事例・対談でわかる
社会問題の解決アプローチ
社会インフラマネジメントの「次のステージ」へ ―― 米国・カナダの政策動向が日本に問いかけること
現在、複数自治体・複数分野のインフラを「群」としてまとめてとらえ「自治体」「事業者」「技術者」などを束ねて管理する「地域インフラ群再生戦略マネジメント(群マネ)」による、社会インフラ・公共建築物の長寿命化に向けた取組が進められています。
本稿では、日本における国レベルでの社会インフラ整備・維持管理・修繕政策を紹介するとともに、海外先進事例として米国・カナダにおけるインフラマネジメントの取組を紹介します。
2025年八潮市の道路陥没事故が問いかけること
2025年1月28日、埼玉県八潮市の県道交差点で地面が崩落し、通過中のトラックが転落、陥没は最終的に幅(直径)最大約40メートル、深さ最大約15メートルへ拡大した。
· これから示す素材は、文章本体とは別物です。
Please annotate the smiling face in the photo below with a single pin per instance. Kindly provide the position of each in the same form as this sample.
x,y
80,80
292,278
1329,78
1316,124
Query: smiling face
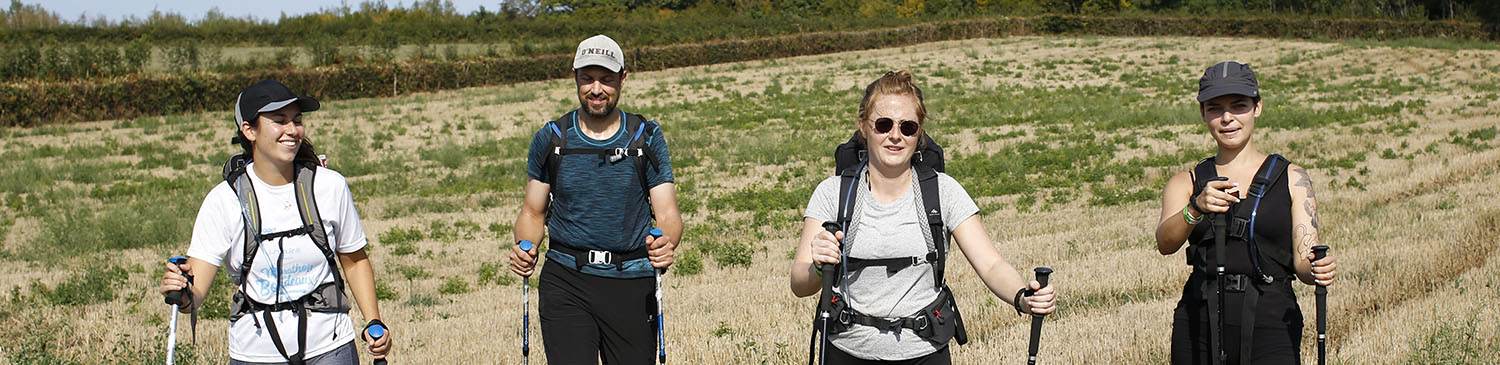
x,y
276,135
891,149
597,90
1230,119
原因は、1983年に敷設された下水道管が硫化水素で腐食・破損し、年月をかけて地中に空洞が形成されたことにある。埼玉県東部12市町の下水が集まる流域下水道の幹線が損傷したため、その影響は約120万人の生活に及んだ。
この事故は、唐突に起きたわけではなく、日本の社会インフラ老朽化対策には、前史がある。
2003年4月、国土交通省の検討委員会は「道路構造物の今後の管理・更新等のあり方」と題する提言をまとめた。道路構造物の点検による健全度評価、劣化予測、ライフサイクルコストの最小化を組み合わせたアセットマネジメントの考え方を、道路管理に導入することを求めた。2012年12月、中央自動車道の笹子トンネルで天井板が崩落し9人が亡くなった事故が、今につながる政策を加速化した。国土交通省は翌2013年を「社会資本メンテナンス元年」と位置づけ、同年11月には政府全体の方針として「インフラ長寿命化基本計画」が策定された。2013年の道路法改正では橋梁・トンネル等に対して「5年に1回」の頻度で「近接目視」による定期点検が義務付けられ、事後的な「修繕」から事前の「予防保全」への転換が制度的に明確化された。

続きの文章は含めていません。